# New Worldmark owner



## umasubra (Dec 25, 2018)

Ok, we attended a Sales presentation yesterday and ended up buying the timeshare. Now after lurking in the forums, I wonder if we made a huge mistake. We ended up buying 20K credits @ $1.81 per credit. Got 20K one time bonus and two RCI bonus weeks for the first year. What do you think about this deal? Now that we have this, I want to make it work for us and book some awesome trips. Any pointers/tips/advice welcome.


----------



## tseebach (Dec 25, 2018)

Rescind now and save about $30K by buying resale 

You only have a week to do it and follow instructions that should be in sales material you received. Don’t call or let them talk you into delaying. Send certified letter tomorrow.


----------



## TUGBrian (Dec 26, 2018)

absolutely rescind..you just saved yourself a fortune!


----------



## Sandy VDH (Dec 26, 2018)

my quote is always " You have one opportunity to rescind, and a lifetime to rebuy (either resale or from the developer)."


----------



## Passepartout (Dec 26, 2018)

Points acquired by resale are EXACTLY the same as those bought from WM. And those bonus weeks are under $300 each and available to ALL RCI (and WM and Wyndham) owners. It's not worth spending $10s of thousands to buy. The Post Office will be open tomorrow to take your Certified letter and save you thou$ands.

Jim


----------



## umasubra (Dec 26, 2018)

Thank you. If we rescind and buy resale, can we still use Bonus Time, RCI, etc.? What will we lose?


----------



## TUGBrian (Dec 26, 2018)

great article to get you started:

https://tug2.net/timeshare_advice/worldmark-the-club-timeshare-information-overview.html


----------



## geist1223 (Dec 26, 2018)

umasubra said:


> Thank you. If we rescind and buy resale, can we still use Bonus Time, RCI, etc.? What will we lose?

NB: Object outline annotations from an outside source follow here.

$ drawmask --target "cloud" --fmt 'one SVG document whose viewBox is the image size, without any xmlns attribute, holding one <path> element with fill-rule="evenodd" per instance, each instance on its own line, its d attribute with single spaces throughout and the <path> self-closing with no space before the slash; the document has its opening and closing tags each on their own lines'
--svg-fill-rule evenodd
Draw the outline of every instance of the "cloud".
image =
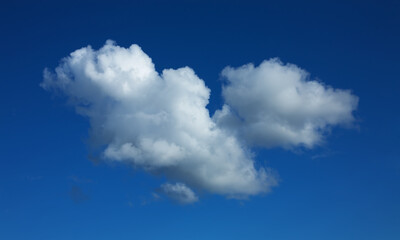
<svg viewBox="0 0 400 240">
<path fill-rule="evenodd" d="M 161 185 L 161 191 L 172 200 L 181 204 L 194 203 L 199 200 L 192 189 L 183 183 L 165 183 Z"/>
<path fill-rule="evenodd" d="M 278 59 L 222 71 L 225 105 L 214 115 L 219 127 L 253 146 L 312 148 L 331 126 L 354 121 L 358 98 L 333 89 Z"/>
<path fill-rule="evenodd" d="M 86 193 L 84 193 L 80 187 L 76 185 L 71 187 L 71 190 L 69 191 L 69 197 L 75 203 L 82 203 L 90 199 L 90 197 Z"/>
<path fill-rule="evenodd" d="M 104 161 L 132 164 L 194 189 L 229 197 L 265 193 L 277 184 L 256 168 L 251 151 L 219 128 L 206 108 L 210 90 L 189 67 L 157 73 L 138 45 L 107 41 L 45 70 L 41 86 L 65 94 L 89 118 L 90 142 Z"/>
<path fill-rule="evenodd" d="M 277 177 L 256 167 L 249 146 L 312 147 L 327 127 L 353 120 L 356 97 L 307 81 L 294 65 L 270 60 L 222 74 L 226 104 L 213 117 L 210 89 L 191 68 L 158 73 L 138 45 L 78 49 L 45 70 L 41 87 L 61 92 L 89 119 L 98 158 L 178 182 L 161 188 L 181 202 L 197 200 L 192 189 L 233 198 L 267 193 Z"/>
</svg>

You will not lose Bonus Time, Monday Madness, or Inventory Specials. You will have to join RCI on your own or II. Neither is a major expense. You will have to pay for WIFI on your own. Again not a major expense. You will lose Club Pass - direct Booking into Wyndham Resorts and you will lose the ability of Booking directly into Worldmark South Pacific Resorts.
You will still get HKC and GC based upon the number of resell Points/Credits you buy.


----------



## breezez (Dec 26, 2018)

Typically 20,000credit accounts resell loaded with 2 years of credits - total 40K credits sell for around $7,000.

Going market price for 20K one time use credits.  $1400. However new accounts have 1 year of use credits.   This bonus just brings your account to a fully loaded status for first year so basically this is 0 additional value to resell above.

2 RCI last minute getaways $600

Total value, $7600

$36,200 developer cost - $7,600 open market costs.   You have just saved a boat load.

Yes you loose access to South Pacific...   Unless you got tons of money getting their annually would be cost prohibitive anyway.

Yes you loose some perks.  Like club pass...   Not that big of a deal if you really want access to Wyndham resorts just buy a low MF one off eBay for $1.00 - $200...  About 250K Wyndham Points gets you a redweek 2 bedroom almost any resort for a week.

Club pass can’t currently be booked online either you must call a vacation rep to check availability, basically you get access to scraps Wyndham owners don’t book.

RCI Included and ability to do nightly RCI stays, ability to use credits for other travel stuff are only possible only by joining Travelshare.   Most owners don’t see Travelshare as a benefit but an expensive curse.    If you want RCI just pay for it a lot cheaper and the other benefits of Travelshare are basically worthless except free resort internet,  but again for just a few bucks you can get this on any stay.

If you want to trade your WM for other locations I would recommend II verse RCI for the quality of resorts you can get.   I posted a video awhile back if you look at my history showing what the generic WM Float could pull in II for trades.


----------



## clifffaith (Dec 26, 2018)

Workdmark is a wonderful timeshare outfit, especially if you live on the west coast. Whichever way you purchase it, I think you'll be pleased with the selection of resorts. Just know you'll need to pre-plan and book 13 months out or put yourself on the wait list that far out for reservations at popular resorts in popular seasons.


----------



## umasubra (Dec 26, 2018)

Thank you so much! We submitted our rescission today morning. Once it goes through, we are in the market for ownership via resale. Relieved and excited!


----------



## ecwinch (Dec 26, 2018)

Congrats...it is a decision you will not regret.


----------



## K2Quick (Dec 26, 2018)

umasubra said:


> Thank you so much! We submitted our rescission today morning. Once it goes through, we are in the market for ownership via resale. Relieved and excited!


Congrats on rescinding in time.  It really is a nice timeshare system. But obviously buying resale is the way to go.


----------



## geist1223 (Dec 26, 2018)

umasubra said:


> Thank you so much! We submitted our rescission today morning. Once it goes through, we are in the market for ownership via resale. Relieved and excited!



There are resell accounts available on EBAY, TUG, and www.wmowners.com/forum. The last one listed is a Forum for WMTC Owners by Owners. It is not associated with WMTC or Wyndham.


----------



## DaveNV (Dec 26, 2018)

umasubra said:


> Thank you so much! We submitted our rescission today morning. Once it goes through, we are in the market for ownership via resale. Relieved and excited!



Congratulations on saving a LOT of money!  Just to give you a real world perspective:  I bought WorldMark last year on eBay.  I got a fully-loaded 12K credit account (meaning basically 36K credits to start off with) for the low-low total price of $1556, out the door.  A pretty substantial difference.    Buy resale!

Good luck!

Dave


----------